Regarding medical, the key to self-insurance will be the proper placement and pricing of the excess
reinsurance coverage and it was noted that Wright will need to continue to negotiate levels and pricing
toward a final recommendation. The setting of plan reserves is also be critical and should be conducted
annually and subject to policy development and adherence. In theory, reserves are 10% employee
money and as such, should be identified and maintained as a premium stabilization fund or premium
reserve fund so that the integrity and management of the fund/reserve is clear and directed as
established in a policy. Premium rates under a self-insured plan were then discussed. Under such
plans, the employer establishes the premium although reserves and trending enter into the ultimate
premium rate. It was suggested that this work be undertaken annually by an independent advisor versed
in trend and claim analysis coupled with actuarial validation.
A few questions were asked regarding insured over self-insured programs. It was noted that while
CIGNA's proposal would established a fixed cost for the first year, overtime fixed costs of administration
and mature trend would catch up and more than likely exceed the cost structure of a self-insured plan.

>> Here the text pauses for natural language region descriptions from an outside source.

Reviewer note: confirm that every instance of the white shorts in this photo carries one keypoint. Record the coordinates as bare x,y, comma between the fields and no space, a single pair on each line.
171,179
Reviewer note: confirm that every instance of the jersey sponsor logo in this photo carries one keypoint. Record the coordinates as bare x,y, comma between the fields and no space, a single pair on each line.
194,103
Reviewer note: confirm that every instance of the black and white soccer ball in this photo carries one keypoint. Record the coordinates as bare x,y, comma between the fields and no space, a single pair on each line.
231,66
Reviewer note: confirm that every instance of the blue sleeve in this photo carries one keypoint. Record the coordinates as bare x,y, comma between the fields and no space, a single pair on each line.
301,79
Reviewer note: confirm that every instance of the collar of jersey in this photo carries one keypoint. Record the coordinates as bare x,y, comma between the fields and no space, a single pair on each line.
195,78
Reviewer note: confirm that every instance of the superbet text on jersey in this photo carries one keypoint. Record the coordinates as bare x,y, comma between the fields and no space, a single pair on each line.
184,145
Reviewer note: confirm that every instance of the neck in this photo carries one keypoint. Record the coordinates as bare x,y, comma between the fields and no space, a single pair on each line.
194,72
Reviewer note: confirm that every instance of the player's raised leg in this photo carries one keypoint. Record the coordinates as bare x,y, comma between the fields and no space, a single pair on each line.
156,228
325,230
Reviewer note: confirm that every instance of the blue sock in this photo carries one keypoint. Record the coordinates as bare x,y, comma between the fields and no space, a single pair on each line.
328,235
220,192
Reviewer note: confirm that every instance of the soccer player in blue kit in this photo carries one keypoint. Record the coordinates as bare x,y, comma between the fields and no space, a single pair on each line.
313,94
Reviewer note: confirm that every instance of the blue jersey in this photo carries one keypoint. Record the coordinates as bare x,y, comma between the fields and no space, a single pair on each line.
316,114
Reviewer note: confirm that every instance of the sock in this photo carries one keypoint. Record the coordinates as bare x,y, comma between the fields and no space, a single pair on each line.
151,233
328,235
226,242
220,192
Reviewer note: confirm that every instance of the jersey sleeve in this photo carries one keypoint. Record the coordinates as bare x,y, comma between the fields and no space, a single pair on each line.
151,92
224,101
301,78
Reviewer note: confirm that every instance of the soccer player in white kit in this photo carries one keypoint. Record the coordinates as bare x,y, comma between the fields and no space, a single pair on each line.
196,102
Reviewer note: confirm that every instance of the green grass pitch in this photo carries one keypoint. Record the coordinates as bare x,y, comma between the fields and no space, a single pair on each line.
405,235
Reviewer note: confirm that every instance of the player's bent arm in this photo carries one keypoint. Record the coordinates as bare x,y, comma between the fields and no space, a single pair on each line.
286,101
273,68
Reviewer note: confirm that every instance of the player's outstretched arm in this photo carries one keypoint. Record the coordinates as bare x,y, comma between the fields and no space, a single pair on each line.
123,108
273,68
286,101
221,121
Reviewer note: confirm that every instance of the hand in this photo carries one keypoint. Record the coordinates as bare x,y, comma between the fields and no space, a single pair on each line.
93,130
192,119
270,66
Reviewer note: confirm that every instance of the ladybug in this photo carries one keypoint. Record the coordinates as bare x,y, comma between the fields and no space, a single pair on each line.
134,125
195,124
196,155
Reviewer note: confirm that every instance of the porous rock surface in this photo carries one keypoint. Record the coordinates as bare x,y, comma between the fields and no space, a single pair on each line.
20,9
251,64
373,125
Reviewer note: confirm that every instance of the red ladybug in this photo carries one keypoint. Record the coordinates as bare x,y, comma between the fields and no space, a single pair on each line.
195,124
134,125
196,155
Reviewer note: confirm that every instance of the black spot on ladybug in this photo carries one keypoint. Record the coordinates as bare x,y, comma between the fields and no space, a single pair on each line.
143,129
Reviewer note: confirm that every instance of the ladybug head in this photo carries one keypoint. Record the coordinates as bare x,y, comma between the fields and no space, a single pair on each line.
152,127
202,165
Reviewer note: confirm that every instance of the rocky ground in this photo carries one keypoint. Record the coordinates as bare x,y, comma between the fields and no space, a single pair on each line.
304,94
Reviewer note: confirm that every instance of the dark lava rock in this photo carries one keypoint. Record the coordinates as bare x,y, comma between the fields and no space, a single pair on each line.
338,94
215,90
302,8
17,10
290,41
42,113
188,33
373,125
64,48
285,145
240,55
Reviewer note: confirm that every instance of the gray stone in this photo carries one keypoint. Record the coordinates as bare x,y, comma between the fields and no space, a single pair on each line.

We also control the reserve with a self-insured plan, in essence retaining any program profit. While
losses are retained by an insured plan carrier, their future rate trends will attempt to recover loss which
will escalate rates outside of trend and costs. With self-insurance, employees, if communicated with
properly and proactive, should see the program as "theirs", which is an important component toward
consumerism within health care delivery and utilization. They should get to the point through
communication to realize that the success of the plan can and will accrue to themselves (likewise the
failures).
Various questions and comments were related to the Committee. The one true decision was to leave the
IPBC, which will be affirmed on May 2, 2005 with notice sent to the IPBC if affirmed. Staff was asked to
prepare additional levels of analysis on a side-by-side basis to note cost comparisons between the IPBC,
self-insured and insured options. In addition, it was suggested that some alternative plan design cost
structures be reviewed along the line as suggested in Bill Balling's memo. Again, staff noted concern in
moving plan design radically beyond a "substantially similar"test, especially in light of the current
collective bargaining environment. It was point out that options suggested in Bill's letter were deemed by
staff as either marginally substantially similar or in one case, not at all substantially similar.
Staff will proceed to address questions with a final recommendation coming, hopefully by no later than
May 16, 2005 in order to provide the maximum time for open enrollment, again, all prior to July 1, 2005.